Sequential injection absorption spectrophotometry using a liquid-core waveguide: Determination of p-arsanilic acid in natural waters

We describe the development, optimization, and application of a novel method for the quantification of p-arsanilic acid (p-ASA), an organoarsenical that is widely used as an animal feed additive, at μg L−1 levels in surface water samples. The method is based on sequential injection-long pathlength absorbance spectrophotometry (SI-LPAS).
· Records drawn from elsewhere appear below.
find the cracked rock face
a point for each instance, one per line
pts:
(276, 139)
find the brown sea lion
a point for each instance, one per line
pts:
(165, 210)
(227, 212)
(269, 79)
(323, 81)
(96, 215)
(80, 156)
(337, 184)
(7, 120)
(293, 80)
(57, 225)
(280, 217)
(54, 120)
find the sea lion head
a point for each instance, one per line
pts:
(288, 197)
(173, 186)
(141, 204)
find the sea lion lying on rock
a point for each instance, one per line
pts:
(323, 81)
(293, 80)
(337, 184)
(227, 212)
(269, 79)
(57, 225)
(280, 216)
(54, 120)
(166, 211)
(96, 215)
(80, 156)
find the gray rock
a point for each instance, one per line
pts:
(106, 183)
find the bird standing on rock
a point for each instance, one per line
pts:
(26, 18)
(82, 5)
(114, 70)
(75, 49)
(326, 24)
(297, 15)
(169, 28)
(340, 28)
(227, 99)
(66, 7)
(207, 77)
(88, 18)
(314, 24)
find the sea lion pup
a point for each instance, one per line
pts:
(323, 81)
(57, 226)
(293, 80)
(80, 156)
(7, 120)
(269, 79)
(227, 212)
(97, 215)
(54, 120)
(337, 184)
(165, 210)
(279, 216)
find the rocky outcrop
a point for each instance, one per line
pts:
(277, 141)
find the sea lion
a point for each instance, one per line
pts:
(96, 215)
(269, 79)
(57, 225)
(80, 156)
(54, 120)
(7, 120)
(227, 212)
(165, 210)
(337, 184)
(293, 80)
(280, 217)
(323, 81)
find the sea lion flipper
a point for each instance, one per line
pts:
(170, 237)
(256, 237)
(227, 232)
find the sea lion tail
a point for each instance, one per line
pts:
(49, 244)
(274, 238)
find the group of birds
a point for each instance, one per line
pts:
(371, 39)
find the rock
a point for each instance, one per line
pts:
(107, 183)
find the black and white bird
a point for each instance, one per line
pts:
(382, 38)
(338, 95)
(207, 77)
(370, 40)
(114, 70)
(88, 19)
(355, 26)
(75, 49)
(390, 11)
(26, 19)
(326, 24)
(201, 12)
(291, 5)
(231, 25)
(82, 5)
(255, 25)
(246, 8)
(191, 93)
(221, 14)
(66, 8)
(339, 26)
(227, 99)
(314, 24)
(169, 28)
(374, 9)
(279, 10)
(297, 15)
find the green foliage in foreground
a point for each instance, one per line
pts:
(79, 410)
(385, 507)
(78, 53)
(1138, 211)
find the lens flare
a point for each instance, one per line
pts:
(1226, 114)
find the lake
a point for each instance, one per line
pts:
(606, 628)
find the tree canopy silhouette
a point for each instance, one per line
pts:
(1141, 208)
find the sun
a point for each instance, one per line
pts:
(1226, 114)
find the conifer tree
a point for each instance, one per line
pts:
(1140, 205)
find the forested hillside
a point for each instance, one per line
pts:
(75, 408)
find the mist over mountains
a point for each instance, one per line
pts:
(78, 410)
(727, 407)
This method incorporates the selective reactivity of p-ASA with p-dimethylaminobenzaldehyde (DMAB, “Ehrlich's Reagent”) in the presence of other common environmental organoarsenicals, such as dimethylarsenic acid (DMAA), monomethylarsonic acid (MMAA), and 3-nitro-4-hydroxyphenylarsonic acid (3-NHPAA, Roxarsone). Optimal reaction conditions were studied, namely the pH dependence of the reaction (pH = 1.4), volumes of reagent and sample, reagent concentration, reaction time, reaction temperature, and flow rates. A calibration model that was linear over four orders of magnitude was prepared, where y (A450, peak height) = 0.139 × (mg L−1) + 0.0275 (R2 = 0.9984). The limit of detection was 21.2 μg L−1 (3 Ω), and the analysis time was <8 min/sample. A study of the response of the method to other organoarsenicals demonstrated that the method is selective for p-ASA (t-test, t = 0.622, tc = 3.707 at the 99% confidence limit). For an authentic surface water sample from a swine farm that was fortified with p-ASA to 0.500 mg L−1, a recovery of 100.5% and an average precision (n = 4) of 13.7% relative standard deviation were observed.